"I am used to solitude," replied the governess, with a smile that ended in a sigh, "and I have grown to like it. Will you take a seat?"
"No," said Mrs. Hilliard. "I heard you say the other day you would like to go over the house; so, as I have a couple of hours' leisure, I will show it to you now."
The governess rose eagerly.
"I have been wanting to see it so much," she said, "but I feared to give trouble by asking. It is very good of you to think of me, dear Mrs. Hilliard."

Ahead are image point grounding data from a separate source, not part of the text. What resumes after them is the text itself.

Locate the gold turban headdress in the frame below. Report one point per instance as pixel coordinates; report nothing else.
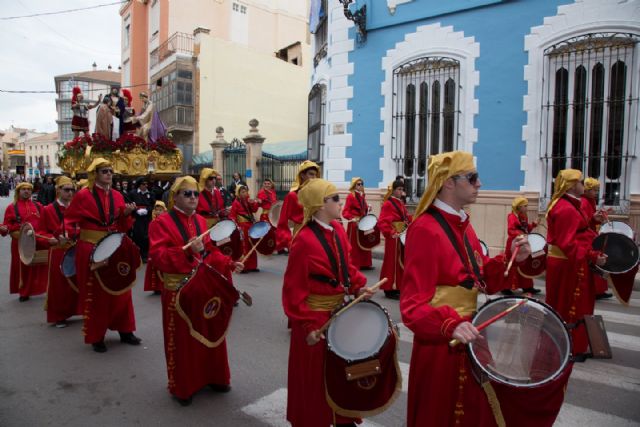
(181, 183)
(204, 175)
(311, 196)
(442, 167)
(517, 202)
(97, 163)
(20, 187)
(304, 166)
(566, 179)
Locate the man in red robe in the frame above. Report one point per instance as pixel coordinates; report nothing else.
(517, 224)
(588, 204)
(191, 364)
(25, 280)
(570, 280)
(354, 209)
(394, 219)
(313, 287)
(210, 201)
(62, 292)
(444, 271)
(291, 209)
(242, 210)
(96, 211)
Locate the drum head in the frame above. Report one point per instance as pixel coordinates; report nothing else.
(359, 332)
(27, 243)
(106, 247)
(622, 252)
(259, 229)
(367, 222)
(68, 265)
(617, 227)
(528, 347)
(222, 230)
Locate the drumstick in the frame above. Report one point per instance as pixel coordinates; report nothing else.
(454, 342)
(513, 257)
(351, 304)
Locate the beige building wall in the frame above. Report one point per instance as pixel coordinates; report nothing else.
(237, 84)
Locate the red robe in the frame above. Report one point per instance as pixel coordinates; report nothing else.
(306, 402)
(23, 279)
(211, 205)
(102, 311)
(442, 388)
(355, 208)
(515, 227)
(62, 298)
(268, 198)
(589, 207)
(291, 211)
(570, 282)
(242, 214)
(190, 364)
(393, 211)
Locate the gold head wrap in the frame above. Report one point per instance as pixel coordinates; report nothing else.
(591, 184)
(311, 196)
(204, 175)
(517, 202)
(442, 167)
(20, 187)
(160, 203)
(182, 183)
(354, 180)
(565, 180)
(97, 163)
(307, 164)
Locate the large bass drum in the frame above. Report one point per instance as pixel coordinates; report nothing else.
(362, 375)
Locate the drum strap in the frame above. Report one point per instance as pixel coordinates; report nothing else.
(468, 283)
(332, 259)
(181, 229)
(101, 208)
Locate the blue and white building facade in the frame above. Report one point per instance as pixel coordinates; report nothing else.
(529, 87)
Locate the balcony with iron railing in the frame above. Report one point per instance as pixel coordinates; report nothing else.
(177, 44)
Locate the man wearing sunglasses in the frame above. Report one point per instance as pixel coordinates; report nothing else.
(178, 253)
(97, 211)
(62, 292)
(444, 271)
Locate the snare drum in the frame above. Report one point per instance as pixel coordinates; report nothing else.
(361, 370)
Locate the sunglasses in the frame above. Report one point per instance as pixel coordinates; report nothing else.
(471, 177)
(190, 193)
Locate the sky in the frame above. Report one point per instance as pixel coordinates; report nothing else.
(34, 50)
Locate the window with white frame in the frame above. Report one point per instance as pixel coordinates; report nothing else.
(425, 116)
(589, 112)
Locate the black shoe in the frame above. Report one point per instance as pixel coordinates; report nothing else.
(129, 338)
(184, 402)
(220, 388)
(604, 295)
(99, 347)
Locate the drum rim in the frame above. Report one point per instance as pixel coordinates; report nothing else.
(390, 326)
(95, 247)
(566, 358)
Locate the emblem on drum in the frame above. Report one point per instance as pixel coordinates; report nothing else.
(124, 268)
(211, 308)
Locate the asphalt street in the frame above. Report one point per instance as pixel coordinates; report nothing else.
(48, 376)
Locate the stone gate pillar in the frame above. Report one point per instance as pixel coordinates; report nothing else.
(254, 143)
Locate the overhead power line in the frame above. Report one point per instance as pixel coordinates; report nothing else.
(7, 18)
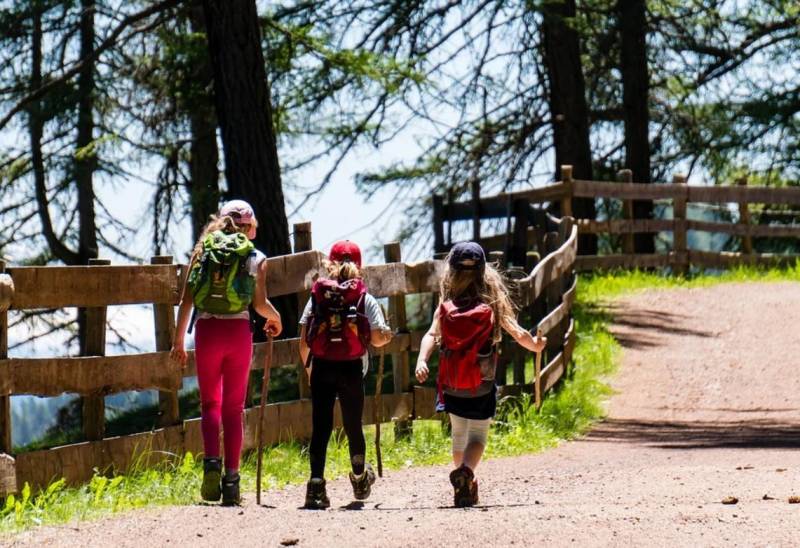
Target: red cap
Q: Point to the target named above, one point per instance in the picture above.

"She isn't much used to people thinking of her," reflected the housekeeper, "or she wouldn't be so grateful for trifles. Let me see," aloud, "you have seen the drawing-room, and the library, and that is all, except your own apartments. Well come this way, I'll show you the old south-wing."
Through long corridors, up wide, black, slippery staircases, into vast, unused rooms, where ghostly echoes and darkness had it all to themselves, Mrs. Hilliard led the governess.
"These apartments have been unused since before the late Sir Noel's time," said Mrs. Hilliard; "his father kept them full in the hunting season, and at Christmas time. Since Sir Noel's death, my lady has shut herself up and received no company, and gone nowhere. She is beginning to go out more of late than she has done ever since his death."
Mrs. Hilliard was not looking at the governess, or she might have been surprised at the nervous restlessness and agitation of her manner, as she listened to these very commonplace remarks.
"Lady Thetford was very much attached to her husband, then?" Mrs. Weymore said, her voice tremulous.
"Ah! that she was! She must have been, for his death nearly killed her. It was sudden enough, and shocking enough, goodness knows! I shall never forget that dreadful night. This is the old banqueting-hall, Mrs. Weymore, the largest and dreariest room in the house."